Russian Communists looking to overturn privatization

The Communists proposes that the state returns businesses that were “unfairly” privatized (RIA Novosti / Andrey Rudakov)
Russia’s Communist Party faction has submitted a bill on nationalization to the lower house of parliament.

­The legislation concerns the nationalization of companies that were privatized during the 1990s. Communists have always condemned the process of giving the state assets to individuals, many of whom turned into so-called oligarchs.

Observers say the Communists are trying to use their populist “trump card” now as they have started preparations for parliamentary elections scheduled for December. At the same time, the government is now launching another large-scale privatization campaign.

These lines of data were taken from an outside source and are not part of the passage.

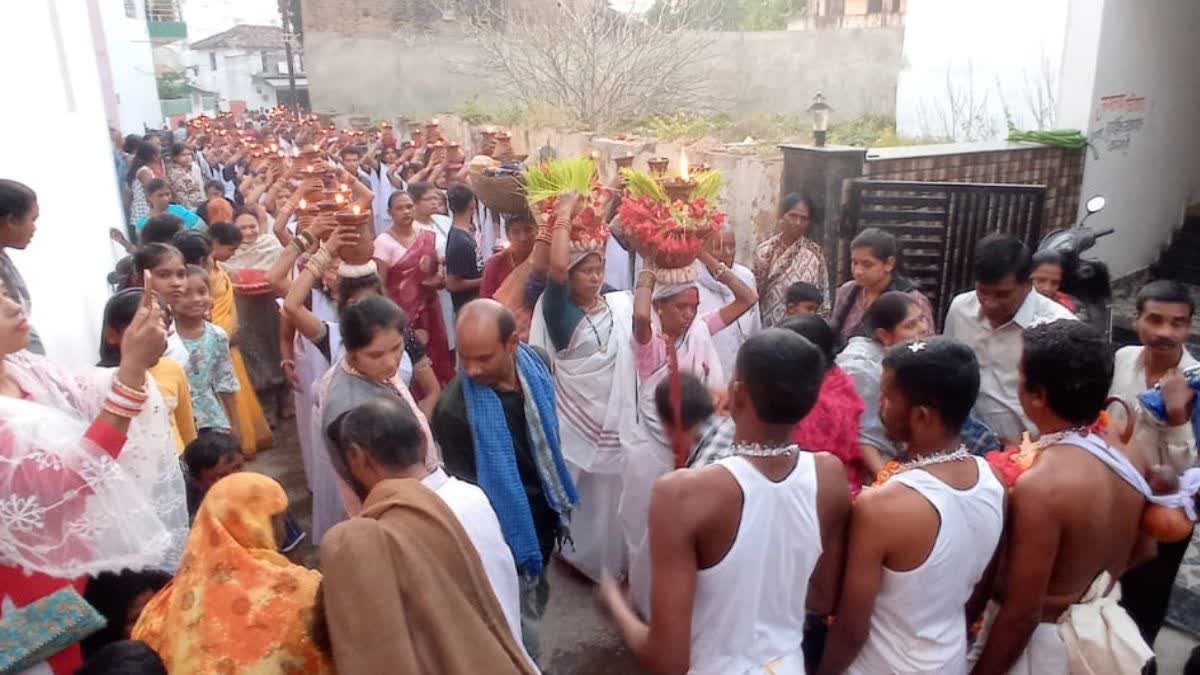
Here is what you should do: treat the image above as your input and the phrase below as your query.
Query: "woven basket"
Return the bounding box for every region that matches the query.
[469,172,528,214]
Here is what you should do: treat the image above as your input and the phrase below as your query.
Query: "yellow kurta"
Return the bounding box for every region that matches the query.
[210,265,273,455]
[150,356,197,454]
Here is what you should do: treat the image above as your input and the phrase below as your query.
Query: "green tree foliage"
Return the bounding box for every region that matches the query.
[156,71,191,100]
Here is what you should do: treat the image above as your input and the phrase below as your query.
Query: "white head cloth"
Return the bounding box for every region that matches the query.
[339,259,379,279]
[652,280,699,302]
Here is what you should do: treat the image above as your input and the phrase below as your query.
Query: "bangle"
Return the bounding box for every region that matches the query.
[712,262,731,279]
[280,359,296,369]
[296,230,316,250]
[102,390,144,418]
[308,246,334,272]
[112,376,148,403]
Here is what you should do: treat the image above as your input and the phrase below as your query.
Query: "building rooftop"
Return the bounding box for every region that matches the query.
[191,24,285,50]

The Communist Party of the Russian Federation (CPRF) proposes that the state returns businesses that were “unfairly” privatized. But they support compensation of expenses to current owners after “the assessment of assets at the moment of privatization.”   

In an explanatory note to the draft bill, 24 deputies of the CPRF faction in the State Duma wrote that during the first 10 years of privatization about 140,000 enterprises were given to private owners. The state budget gained only about $10 billion, while in other European countries this figure was six times higher.

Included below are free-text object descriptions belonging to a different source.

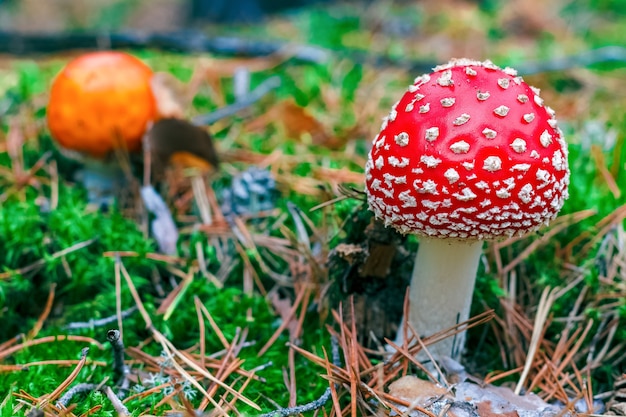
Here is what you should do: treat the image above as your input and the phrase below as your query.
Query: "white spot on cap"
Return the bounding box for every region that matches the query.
[453,113,471,126]
[530,150,540,159]
[422,200,441,210]
[523,113,535,123]
[408,84,419,93]
[552,150,567,171]
[450,141,470,154]
[496,188,511,198]
[419,103,430,114]
[536,168,550,183]
[398,190,417,207]
[494,106,510,117]
[381,187,394,199]
[414,74,431,85]
[497,78,510,89]
[388,156,410,168]
[441,97,456,107]
[480,199,492,207]
[517,94,529,103]
[482,128,497,139]
[444,168,460,184]
[511,163,531,172]
[465,67,477,76]
[395,132,410,147]
[504,67,518,76]
[383,173,406,186]
[405,94,425,112]
[483,156,502,172]
[425,127,440,142]
[534,95,544,107]
[518,183,534,204]
[462,161,475,170]
[510,138,527,153]
[540,130,553,147]
[477,91,490,101]
[503,177,515,188]
[421,155,442,168]
[548,119,558,128]
[422,180,437,193]
[483,60,498,70]
[375,156,384,169]
[453,187,477,201]
[531,86,541,96]
[437,70,454,87]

In Russia, privatization revenues per person were $54, compared to $2560 in Australia and more than a thousand dollars in other countries. “This was a targeted plunder of national property rather than privatization,” the explanatory note reads.

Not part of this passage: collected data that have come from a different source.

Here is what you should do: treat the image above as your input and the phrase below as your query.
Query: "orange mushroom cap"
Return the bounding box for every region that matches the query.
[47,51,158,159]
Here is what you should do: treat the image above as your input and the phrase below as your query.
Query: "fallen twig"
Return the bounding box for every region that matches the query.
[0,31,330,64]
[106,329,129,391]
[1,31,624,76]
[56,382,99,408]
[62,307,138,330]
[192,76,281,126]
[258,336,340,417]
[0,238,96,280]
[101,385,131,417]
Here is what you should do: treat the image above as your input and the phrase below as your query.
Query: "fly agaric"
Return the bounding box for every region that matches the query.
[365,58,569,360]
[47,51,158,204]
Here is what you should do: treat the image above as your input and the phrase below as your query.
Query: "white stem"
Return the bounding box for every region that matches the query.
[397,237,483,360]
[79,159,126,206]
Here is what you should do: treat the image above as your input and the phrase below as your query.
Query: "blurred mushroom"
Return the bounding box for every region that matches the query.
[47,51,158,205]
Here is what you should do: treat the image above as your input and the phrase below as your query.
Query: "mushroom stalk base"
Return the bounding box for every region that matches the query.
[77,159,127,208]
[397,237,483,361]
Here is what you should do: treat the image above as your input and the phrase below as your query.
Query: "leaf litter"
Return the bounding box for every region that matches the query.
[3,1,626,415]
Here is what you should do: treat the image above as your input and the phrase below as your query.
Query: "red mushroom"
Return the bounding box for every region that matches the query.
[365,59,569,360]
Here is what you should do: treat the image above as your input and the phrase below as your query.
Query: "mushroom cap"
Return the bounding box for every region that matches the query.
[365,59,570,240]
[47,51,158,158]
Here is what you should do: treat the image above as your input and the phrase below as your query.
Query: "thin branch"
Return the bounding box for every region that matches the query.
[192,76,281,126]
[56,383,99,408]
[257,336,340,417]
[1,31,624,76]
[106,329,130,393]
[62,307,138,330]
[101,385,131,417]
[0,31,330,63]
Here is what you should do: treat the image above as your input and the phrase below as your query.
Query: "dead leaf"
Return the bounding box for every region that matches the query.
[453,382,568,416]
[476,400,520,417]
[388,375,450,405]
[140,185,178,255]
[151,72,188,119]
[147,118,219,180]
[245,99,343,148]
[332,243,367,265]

Many politicians doubt that the legislation will be put to vote in the parliament. Privatization was carried out with numerous legal violations, but it is impossible “to turn back the wheel of history,” Sergey Markov, Duma deputy from the ruling United Russia party believes.

Unfair privatization and calls for returning “loot” are common CPRF’s slogans, Markov told RBC daily. “The emergence of such a bill is clearly connected with the forthcoming elections to the State Duma.”  

People in Russia tend to consider big property as “illegal,” although it has been formalized, the deputy said.  He predicted that the Communists will gain some electoral advantages after this move, but stressed the bill “surely will not be supported” in the parliament.